TEAM: Shreya Singh Bhal and Utkarsh Srivastava
KEYWORDS: Social disconnect, Democracy, Democratic Spaces, Mixed Use, Hybrid, Community Spaces, Codependency, Integration spaces, Co-working spaces, Urban Farms
It has become eminent to deal with issues like social disconnection and dissociation, as they threaten to destroy our society from inside. It is even more relevant in case of a country like India, as it is the largest democracy in the world. For a nation that is so full of people, with their diverse thoughts and cultures, this problem could prove to be extremely detrimental
Why so? Well because, in the best-case scenario it prepares and provides the people with a supportive and codependent environment, where each person can benefit from the other, forming an overall virtuous cycle, not just for the people themselves, but for the society as a whole. In the worst case, however, the smallest of issues could trigger aggression, intolerance and ultimately lead to an imbalanced society that is fragile enough to break from the minutest nudge.
Architecture in this sense plays a vital role in the prevention of such disconnection, as it brings people together. People gathering at old and new places promote an unconscious urban regeneration and revitalization as well as enforcing a stability in the society.. Creation of spaces like community kitchens, and collective farming induce a sense of comradeship and compatibility amongst the people, leading to a harmonious environment.
Amalga; The Socio-Connect is a project which aims to do just that. It brings people together through the means of interdependent learning, where the users of one group become the teachers of the other group.

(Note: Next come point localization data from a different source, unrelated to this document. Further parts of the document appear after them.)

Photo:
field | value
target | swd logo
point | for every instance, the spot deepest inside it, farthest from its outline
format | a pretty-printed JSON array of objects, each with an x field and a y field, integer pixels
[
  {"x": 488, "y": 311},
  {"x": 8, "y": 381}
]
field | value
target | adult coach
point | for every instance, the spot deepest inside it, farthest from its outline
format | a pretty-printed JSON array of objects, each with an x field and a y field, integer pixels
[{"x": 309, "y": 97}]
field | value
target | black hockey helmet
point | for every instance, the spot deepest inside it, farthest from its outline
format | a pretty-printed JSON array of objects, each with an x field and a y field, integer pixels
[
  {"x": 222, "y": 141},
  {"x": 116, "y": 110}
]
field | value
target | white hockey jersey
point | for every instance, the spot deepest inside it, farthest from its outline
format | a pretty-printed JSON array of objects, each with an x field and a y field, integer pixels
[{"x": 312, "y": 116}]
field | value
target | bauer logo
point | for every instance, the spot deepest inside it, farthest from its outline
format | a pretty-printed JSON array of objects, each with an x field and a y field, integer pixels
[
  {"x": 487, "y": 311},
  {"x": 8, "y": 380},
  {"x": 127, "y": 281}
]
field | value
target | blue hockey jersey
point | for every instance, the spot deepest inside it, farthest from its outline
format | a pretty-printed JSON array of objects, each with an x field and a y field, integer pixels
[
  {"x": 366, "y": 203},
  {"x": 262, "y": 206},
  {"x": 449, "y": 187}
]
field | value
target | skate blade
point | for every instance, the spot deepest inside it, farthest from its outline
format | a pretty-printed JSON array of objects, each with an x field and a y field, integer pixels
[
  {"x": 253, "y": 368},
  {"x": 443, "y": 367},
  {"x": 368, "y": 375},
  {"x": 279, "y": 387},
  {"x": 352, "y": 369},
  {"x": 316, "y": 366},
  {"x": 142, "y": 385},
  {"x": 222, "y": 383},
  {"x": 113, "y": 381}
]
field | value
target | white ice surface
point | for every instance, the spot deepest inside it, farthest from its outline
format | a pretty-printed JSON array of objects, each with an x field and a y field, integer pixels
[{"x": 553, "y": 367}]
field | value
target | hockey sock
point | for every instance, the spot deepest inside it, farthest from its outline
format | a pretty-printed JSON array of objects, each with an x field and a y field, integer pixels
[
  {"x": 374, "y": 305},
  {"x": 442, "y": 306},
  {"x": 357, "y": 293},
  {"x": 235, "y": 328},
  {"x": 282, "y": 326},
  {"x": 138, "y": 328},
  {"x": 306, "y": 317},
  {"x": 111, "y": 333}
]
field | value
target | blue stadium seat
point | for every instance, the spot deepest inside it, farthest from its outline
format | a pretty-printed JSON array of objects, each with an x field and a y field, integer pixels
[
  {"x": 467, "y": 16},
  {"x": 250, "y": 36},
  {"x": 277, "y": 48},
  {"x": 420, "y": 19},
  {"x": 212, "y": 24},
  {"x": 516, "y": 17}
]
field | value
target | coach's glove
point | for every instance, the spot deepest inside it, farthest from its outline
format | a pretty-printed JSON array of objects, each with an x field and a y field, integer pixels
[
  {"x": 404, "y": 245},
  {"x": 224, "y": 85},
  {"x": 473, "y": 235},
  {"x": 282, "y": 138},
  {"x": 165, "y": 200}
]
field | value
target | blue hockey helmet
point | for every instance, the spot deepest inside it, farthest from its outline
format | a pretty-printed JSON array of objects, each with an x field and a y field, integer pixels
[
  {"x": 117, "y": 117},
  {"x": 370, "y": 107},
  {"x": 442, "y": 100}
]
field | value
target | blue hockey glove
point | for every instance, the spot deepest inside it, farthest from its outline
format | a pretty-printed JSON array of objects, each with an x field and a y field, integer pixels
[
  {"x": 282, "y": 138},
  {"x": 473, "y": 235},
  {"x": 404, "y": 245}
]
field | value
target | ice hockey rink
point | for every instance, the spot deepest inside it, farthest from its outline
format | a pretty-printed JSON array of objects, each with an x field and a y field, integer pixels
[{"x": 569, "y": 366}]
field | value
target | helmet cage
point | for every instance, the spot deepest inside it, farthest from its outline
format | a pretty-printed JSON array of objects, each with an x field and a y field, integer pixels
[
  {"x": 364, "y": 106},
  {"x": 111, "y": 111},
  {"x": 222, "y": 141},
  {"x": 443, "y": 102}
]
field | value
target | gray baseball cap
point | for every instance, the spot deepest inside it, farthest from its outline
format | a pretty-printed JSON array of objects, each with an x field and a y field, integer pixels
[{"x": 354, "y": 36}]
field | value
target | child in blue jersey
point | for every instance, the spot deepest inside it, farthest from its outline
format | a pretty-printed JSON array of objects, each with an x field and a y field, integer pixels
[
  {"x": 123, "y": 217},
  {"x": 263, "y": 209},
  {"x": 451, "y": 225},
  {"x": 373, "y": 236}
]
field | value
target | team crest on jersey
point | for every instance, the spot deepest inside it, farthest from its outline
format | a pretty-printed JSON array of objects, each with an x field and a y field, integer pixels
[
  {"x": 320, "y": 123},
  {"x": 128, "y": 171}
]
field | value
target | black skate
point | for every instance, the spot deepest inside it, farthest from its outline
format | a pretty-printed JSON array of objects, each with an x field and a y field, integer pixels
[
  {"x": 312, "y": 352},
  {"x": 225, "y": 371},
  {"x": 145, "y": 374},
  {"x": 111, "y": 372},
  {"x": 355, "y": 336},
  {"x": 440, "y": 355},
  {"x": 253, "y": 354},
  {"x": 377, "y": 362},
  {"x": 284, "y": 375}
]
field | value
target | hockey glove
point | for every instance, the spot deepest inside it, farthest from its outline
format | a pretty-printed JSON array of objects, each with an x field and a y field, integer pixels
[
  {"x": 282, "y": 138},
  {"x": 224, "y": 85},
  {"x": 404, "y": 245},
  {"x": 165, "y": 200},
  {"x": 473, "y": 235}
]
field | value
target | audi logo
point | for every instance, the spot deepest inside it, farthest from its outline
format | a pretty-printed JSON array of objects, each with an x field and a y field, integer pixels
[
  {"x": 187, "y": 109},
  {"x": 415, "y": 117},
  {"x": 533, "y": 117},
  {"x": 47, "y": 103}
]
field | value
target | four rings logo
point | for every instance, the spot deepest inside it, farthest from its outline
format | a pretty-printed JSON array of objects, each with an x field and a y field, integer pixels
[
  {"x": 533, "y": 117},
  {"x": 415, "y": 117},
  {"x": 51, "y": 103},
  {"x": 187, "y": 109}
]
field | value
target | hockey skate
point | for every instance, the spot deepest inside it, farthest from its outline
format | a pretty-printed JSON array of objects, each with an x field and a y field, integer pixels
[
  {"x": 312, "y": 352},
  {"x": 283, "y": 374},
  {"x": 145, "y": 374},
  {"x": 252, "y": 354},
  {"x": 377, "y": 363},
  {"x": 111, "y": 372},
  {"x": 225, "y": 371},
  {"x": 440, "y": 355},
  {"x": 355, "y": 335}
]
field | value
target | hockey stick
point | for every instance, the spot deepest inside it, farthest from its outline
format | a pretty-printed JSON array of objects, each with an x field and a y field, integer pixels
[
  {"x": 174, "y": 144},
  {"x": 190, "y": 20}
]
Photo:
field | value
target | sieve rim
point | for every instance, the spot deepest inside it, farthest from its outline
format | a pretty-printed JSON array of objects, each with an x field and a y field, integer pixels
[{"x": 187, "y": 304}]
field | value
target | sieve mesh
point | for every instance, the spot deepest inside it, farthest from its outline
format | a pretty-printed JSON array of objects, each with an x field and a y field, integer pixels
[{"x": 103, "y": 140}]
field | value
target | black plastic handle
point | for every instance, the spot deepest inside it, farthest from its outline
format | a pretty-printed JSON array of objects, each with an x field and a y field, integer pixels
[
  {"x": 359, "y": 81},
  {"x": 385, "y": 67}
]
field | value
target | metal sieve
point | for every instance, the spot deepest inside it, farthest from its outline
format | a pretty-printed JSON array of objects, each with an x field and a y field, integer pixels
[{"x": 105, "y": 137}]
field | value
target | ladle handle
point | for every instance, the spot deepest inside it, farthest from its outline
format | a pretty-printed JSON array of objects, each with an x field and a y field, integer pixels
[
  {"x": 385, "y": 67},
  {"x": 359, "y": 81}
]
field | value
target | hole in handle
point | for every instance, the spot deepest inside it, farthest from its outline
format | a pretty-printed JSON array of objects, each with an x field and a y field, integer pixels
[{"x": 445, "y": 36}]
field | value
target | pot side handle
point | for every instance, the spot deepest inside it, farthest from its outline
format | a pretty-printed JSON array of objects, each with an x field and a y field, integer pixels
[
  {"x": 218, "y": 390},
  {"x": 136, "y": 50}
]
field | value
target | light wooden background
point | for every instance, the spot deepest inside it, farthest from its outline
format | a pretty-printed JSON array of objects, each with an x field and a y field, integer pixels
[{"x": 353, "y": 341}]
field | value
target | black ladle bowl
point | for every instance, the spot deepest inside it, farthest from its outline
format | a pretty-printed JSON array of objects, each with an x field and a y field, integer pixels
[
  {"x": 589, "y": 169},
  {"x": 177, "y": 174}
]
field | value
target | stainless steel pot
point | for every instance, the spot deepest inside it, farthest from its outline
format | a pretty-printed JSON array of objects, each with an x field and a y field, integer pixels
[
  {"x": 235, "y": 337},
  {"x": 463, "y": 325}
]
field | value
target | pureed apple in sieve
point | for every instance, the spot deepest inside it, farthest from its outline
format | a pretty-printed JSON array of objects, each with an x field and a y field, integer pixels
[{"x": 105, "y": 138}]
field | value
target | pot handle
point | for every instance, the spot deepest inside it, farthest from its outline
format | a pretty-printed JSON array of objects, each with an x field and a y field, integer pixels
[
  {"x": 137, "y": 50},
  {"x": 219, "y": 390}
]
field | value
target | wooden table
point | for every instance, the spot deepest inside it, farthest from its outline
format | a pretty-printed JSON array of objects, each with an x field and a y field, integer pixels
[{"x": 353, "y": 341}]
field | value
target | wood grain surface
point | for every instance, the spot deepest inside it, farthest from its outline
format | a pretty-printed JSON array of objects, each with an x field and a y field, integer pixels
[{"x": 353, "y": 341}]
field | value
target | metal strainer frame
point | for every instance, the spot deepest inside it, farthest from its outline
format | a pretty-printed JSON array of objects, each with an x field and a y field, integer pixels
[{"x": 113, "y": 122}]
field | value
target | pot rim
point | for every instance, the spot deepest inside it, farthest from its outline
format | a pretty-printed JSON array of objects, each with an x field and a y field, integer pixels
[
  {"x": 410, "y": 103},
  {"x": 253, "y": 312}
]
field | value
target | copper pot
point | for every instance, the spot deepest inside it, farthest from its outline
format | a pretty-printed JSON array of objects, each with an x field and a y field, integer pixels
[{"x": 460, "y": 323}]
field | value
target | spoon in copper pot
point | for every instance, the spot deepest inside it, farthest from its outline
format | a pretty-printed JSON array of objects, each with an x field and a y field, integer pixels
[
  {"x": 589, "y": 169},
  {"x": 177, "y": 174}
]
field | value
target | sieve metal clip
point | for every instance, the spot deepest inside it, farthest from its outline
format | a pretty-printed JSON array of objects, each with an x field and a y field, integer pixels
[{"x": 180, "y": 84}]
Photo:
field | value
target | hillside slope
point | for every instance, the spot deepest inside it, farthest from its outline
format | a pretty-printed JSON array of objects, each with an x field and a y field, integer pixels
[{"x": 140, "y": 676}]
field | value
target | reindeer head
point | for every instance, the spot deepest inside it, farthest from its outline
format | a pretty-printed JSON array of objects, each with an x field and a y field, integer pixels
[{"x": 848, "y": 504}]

It creates a series of democratic spaces which caters to the various, diverse groups of users that frequents the site, as well as allows them to interact through means of participation in communal activities. This cycle of learning, creating and selling benefits all the parties that are involved in its process.
For e.g. The young metal laborers of Sikanderpur, adept at their skill, get an opportunity to present, teach and earn an extra buck, while the customers can learn as well as directly participate in the creation of their customized product.
The project draws inspiration from the old towns and villages of the past, where the public space, like the markets, as well as the community, were considered to be an extended part of a person’s family. It also draws inspiration from the basic principles of democracy itself, catering to qualities like equality, freedom, diversity and hybrid; in terms of providing- availability to multiple users, ease of access to the space, a huge variety of programs and activities, and intermixing and participation of people respectively.